At the beginning of Blade Runner 2049, a “replicant” or android named “K”, an employee of the LAPD, arrives at a protein farm. This is run by another replicant named Sapper Morton, but Sapper is unregistered; a runaway that must be taken out of commission. In Sapper’s brown kitchen, among bowls of grubs, K and Sapper fight briefly until K receives the upper hand and kills Sapper. K takes his flying car back to an LA kept dry by enormous walls that prevent the ocean from flooding the city.

Among many other things, Blade Runner 2049 is a film that speculates on how people in North America will eat in a future drastically transformed by climate change. The sequel to Ridley Scott’s breathtaking (bit at times uncomfortably misogynist) Blade Runner from 1982, it envisions a dystopian world where the soil of the planet cannot yield plants any longer (a kind of nightmare version of what Hannah Hollman writes about in her excellent book Dust Bowls of Empire. As a consequence, the rich are escaping to the stars or hiding in gated communities, this while food, animals and even people are manufactured in farms such as the one Sapper operated, or in labs.

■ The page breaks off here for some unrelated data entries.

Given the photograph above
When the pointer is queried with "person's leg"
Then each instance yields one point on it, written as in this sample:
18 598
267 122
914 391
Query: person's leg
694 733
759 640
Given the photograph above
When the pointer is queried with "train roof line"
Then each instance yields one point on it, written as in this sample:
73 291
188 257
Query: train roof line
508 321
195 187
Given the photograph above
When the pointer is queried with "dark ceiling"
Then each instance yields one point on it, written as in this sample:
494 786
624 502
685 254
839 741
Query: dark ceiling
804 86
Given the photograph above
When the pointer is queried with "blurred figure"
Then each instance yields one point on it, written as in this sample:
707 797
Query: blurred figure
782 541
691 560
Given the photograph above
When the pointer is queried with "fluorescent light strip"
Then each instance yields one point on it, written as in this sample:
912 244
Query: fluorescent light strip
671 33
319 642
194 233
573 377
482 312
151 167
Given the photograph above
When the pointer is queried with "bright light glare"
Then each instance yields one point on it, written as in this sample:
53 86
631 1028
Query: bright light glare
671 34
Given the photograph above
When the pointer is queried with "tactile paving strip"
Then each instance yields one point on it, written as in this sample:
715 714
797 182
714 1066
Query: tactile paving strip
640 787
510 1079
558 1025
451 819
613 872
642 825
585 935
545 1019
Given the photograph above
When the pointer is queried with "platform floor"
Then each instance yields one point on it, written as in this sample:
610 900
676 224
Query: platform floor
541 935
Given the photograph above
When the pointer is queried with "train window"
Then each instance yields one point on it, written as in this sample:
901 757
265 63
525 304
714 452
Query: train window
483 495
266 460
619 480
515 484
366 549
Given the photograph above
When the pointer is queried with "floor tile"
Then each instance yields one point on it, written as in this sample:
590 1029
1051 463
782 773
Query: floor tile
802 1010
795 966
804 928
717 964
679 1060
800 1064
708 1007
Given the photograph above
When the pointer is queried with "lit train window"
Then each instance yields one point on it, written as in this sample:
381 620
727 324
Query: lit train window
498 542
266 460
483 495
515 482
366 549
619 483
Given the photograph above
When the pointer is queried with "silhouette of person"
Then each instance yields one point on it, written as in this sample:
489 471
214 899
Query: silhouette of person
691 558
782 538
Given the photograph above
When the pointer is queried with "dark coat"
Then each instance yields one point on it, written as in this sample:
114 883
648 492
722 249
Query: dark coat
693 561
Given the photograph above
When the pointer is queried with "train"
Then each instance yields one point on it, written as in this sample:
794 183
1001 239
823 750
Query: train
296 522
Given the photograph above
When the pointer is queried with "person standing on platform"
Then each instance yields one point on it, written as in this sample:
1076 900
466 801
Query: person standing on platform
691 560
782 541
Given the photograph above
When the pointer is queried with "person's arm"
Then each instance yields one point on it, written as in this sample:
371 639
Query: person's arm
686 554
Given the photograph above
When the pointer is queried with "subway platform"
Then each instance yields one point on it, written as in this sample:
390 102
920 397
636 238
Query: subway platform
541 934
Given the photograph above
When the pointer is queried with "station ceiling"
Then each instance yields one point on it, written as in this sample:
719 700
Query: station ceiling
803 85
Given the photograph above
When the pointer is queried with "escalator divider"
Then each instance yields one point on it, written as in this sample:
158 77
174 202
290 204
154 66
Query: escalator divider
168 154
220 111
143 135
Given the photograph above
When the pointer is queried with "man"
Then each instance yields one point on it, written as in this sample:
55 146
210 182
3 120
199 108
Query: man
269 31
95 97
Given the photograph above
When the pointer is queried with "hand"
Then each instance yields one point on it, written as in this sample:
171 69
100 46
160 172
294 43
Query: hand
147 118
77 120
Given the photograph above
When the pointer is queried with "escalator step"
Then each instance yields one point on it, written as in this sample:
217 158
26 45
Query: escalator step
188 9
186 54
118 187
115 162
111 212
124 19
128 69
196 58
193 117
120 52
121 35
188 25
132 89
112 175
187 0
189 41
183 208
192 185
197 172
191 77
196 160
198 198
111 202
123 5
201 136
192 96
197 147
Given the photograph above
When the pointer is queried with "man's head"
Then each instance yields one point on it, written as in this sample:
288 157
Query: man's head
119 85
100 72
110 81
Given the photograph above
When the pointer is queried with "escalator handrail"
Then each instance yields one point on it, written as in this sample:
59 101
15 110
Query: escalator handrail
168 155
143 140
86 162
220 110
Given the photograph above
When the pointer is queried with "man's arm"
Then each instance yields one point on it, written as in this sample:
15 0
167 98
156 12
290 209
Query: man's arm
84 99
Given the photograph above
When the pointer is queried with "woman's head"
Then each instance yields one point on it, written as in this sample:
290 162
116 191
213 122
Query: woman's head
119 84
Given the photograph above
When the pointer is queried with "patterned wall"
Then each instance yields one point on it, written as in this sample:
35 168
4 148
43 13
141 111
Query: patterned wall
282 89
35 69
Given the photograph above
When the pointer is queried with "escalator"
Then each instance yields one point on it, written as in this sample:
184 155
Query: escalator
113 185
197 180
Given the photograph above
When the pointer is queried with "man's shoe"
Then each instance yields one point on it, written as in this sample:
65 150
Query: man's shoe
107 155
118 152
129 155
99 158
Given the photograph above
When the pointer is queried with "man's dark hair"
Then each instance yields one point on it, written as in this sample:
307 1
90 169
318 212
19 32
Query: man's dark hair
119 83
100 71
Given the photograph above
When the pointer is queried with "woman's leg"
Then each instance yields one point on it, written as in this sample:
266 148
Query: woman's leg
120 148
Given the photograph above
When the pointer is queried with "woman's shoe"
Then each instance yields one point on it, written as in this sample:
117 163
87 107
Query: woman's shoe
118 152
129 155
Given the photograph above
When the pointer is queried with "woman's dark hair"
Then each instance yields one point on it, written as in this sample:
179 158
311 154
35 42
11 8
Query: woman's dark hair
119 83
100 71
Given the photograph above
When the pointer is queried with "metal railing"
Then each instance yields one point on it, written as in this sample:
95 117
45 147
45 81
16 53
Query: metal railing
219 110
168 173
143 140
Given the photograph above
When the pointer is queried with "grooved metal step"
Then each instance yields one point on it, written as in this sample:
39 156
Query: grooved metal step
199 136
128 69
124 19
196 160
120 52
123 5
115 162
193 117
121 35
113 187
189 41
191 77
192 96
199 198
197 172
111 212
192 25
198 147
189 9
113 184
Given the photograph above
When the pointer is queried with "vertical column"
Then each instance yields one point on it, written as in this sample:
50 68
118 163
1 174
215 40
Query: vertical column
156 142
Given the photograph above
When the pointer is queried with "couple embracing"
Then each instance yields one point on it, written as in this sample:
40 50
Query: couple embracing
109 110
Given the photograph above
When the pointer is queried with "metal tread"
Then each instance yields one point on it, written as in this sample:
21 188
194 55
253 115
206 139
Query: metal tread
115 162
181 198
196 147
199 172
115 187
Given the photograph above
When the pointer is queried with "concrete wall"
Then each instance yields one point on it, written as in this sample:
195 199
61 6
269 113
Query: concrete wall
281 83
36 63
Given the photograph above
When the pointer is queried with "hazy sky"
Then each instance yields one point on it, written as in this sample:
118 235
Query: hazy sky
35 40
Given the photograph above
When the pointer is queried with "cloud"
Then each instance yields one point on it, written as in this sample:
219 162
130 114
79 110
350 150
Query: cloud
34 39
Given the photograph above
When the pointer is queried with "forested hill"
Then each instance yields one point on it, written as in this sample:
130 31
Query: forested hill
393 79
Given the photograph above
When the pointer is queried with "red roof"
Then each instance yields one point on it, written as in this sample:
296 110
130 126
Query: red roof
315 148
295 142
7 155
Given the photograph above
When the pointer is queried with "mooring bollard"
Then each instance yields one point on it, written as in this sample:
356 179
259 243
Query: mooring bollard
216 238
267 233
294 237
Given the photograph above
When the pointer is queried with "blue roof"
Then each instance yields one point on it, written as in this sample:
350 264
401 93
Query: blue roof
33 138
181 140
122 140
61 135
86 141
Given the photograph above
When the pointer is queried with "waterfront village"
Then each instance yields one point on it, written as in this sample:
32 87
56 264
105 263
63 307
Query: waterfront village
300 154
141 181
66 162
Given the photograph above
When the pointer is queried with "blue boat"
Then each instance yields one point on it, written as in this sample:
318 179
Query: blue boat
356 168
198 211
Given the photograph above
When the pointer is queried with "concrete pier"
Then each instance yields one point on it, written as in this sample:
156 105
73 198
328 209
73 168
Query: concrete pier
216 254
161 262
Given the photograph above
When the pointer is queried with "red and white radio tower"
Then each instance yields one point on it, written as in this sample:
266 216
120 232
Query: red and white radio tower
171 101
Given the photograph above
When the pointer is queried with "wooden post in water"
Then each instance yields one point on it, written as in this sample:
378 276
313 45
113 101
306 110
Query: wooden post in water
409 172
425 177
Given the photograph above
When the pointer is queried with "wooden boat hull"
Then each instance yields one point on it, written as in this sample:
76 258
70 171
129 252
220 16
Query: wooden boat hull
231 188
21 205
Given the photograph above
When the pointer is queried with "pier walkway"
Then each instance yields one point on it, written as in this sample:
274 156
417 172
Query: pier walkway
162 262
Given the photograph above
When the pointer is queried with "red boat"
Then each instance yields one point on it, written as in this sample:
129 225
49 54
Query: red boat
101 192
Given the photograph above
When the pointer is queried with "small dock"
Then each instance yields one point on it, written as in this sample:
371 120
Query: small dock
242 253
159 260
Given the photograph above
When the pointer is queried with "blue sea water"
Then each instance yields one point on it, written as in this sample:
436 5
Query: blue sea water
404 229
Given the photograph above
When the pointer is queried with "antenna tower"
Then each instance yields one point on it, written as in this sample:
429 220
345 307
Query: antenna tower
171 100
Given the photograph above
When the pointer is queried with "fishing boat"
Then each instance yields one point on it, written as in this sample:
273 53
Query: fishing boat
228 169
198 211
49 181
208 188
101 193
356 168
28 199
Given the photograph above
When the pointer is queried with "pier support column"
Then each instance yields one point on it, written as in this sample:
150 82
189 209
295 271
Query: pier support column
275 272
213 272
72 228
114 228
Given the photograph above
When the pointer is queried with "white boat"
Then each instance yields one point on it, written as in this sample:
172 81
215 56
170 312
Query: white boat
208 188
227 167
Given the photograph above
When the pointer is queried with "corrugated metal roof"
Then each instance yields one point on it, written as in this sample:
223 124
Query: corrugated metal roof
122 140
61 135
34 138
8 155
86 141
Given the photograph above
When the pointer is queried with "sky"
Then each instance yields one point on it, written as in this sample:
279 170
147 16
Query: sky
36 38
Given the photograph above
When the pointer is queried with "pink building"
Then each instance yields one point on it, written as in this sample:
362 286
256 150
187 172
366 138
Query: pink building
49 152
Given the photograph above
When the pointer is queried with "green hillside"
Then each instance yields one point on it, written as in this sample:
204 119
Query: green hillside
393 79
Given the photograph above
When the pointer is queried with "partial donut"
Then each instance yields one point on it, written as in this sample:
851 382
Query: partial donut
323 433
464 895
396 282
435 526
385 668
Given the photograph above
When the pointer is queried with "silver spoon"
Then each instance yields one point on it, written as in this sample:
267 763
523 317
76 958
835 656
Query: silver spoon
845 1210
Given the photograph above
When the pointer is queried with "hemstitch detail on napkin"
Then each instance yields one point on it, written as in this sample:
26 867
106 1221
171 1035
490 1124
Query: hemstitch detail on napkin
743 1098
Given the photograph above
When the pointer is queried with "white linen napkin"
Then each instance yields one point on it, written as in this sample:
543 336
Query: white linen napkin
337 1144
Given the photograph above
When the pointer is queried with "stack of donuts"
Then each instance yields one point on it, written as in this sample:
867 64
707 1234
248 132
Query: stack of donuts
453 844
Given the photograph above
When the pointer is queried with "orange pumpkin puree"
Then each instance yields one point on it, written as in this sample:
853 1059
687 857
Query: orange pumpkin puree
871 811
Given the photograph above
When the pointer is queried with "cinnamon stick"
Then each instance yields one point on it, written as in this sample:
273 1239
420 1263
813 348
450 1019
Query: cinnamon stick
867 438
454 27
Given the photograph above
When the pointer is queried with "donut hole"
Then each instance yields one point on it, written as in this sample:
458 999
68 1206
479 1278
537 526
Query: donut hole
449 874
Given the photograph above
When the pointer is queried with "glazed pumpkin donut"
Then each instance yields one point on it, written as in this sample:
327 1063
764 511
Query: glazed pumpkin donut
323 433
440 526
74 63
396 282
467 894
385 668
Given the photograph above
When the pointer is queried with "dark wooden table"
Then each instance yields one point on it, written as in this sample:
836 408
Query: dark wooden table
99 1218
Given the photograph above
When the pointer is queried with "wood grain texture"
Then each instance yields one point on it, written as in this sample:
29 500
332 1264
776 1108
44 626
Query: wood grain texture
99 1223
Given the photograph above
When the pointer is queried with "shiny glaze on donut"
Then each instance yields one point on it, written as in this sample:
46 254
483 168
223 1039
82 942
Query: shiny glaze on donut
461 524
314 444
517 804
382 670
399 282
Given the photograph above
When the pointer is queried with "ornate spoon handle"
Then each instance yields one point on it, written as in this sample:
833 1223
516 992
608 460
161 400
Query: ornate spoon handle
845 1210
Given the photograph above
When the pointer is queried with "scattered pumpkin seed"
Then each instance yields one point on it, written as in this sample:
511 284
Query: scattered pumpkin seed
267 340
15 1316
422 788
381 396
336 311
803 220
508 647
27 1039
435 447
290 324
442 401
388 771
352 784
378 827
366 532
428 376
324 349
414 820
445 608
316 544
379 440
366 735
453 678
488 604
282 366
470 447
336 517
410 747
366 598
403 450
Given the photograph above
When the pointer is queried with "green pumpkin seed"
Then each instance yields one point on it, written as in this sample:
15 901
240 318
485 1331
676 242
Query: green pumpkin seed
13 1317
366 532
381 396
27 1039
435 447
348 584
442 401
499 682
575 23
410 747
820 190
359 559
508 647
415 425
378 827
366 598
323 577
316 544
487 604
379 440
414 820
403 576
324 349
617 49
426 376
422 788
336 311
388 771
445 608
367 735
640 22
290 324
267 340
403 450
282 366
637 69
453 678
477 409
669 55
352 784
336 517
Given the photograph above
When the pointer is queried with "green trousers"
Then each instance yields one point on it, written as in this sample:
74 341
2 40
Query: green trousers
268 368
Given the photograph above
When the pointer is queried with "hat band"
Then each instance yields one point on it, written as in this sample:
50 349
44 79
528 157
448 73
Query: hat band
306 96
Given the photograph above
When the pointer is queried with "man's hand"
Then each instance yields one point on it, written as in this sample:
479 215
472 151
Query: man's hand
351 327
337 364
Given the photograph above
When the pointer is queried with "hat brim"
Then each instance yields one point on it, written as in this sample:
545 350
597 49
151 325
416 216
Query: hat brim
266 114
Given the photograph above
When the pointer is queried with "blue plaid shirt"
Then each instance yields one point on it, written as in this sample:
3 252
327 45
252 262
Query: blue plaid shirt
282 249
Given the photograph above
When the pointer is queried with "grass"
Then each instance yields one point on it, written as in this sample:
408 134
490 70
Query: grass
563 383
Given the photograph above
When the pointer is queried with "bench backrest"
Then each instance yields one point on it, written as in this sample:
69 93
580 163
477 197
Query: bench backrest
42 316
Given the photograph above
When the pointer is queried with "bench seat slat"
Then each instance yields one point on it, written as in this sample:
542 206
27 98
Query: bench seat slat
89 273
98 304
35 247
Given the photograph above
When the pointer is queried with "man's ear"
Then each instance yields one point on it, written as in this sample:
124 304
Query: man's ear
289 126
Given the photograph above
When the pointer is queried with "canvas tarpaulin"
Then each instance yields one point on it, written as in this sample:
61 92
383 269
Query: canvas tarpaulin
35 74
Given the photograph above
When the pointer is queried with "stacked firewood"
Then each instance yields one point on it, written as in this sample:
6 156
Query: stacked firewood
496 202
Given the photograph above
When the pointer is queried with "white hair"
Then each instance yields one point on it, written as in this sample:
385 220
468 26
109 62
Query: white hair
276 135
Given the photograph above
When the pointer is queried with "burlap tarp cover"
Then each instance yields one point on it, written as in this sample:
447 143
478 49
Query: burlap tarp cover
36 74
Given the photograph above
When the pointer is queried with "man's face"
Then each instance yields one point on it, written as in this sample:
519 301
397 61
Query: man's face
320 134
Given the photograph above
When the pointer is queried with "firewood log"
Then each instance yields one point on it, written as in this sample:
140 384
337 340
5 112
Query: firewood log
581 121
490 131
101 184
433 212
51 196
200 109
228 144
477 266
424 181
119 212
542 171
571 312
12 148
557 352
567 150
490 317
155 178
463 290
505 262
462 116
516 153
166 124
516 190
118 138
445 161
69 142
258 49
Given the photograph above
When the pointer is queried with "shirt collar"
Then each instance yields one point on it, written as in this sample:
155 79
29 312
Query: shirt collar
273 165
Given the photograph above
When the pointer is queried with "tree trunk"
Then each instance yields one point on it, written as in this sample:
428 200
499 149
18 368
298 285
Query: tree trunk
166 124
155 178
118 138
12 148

In a future where humans are escaping and where the land lies dead, there is an insatiable demand for the artificial.

There is so much to say about this magnificent science fiction film, but, from a food perspective, the most interesting scene takes place after K has come home to his dreary apartment. As soon as he enters, he begins conversing with a young woman outside the camera’s view. She tells him how she has been fussing with dinner, yet the audience sees K making a simple meal at the stove; a bowl of something that looks like gray, thick, semitransparent noodles, perhaps derived from the grubs manufactured in protein farms. He takes the bowl to the living room and as he sits down to eat, we see the young woman take shape. She is an AI that takes visual form with the help of a holographic projector in the ceiling of the room. She walks confidently towards him with a plate of (holographic) food in her hand. She puts the plate on top of the bowl of indistinct food K has cooked for himself. It is a beef, a bowl of French Fries and green lettuce.

This is food that no longer exists. It is also, as the EAT-Lancet commission has asserted, the kind of meat-heavy diet that is helping to erode the planet at the present moment. Yet, what this passage of the film says most clearly about the present and the future is how enormously difficult it is to imagine types of food and eating beyond the types that exist today. It is not until the plate of (ancient, unsustainable) food is projected over the bowl of grey noodles that this bowl becomes food. Until this moment, it is merely “feed”, devoid of actual cultural content.

This identifies the main challenge of what the EAT-Lancet Commission calls the “great food transition”. To shift our diets, it is necessary to rethink not simply what types of food we (in the Global North) eat and promote across the world, but what this food means. Why is there a need in Blade Runner 2049 to project a steak and French fries over the bowl of protein noodles for it to become appetizing? What kind of work is needed to shift that perception?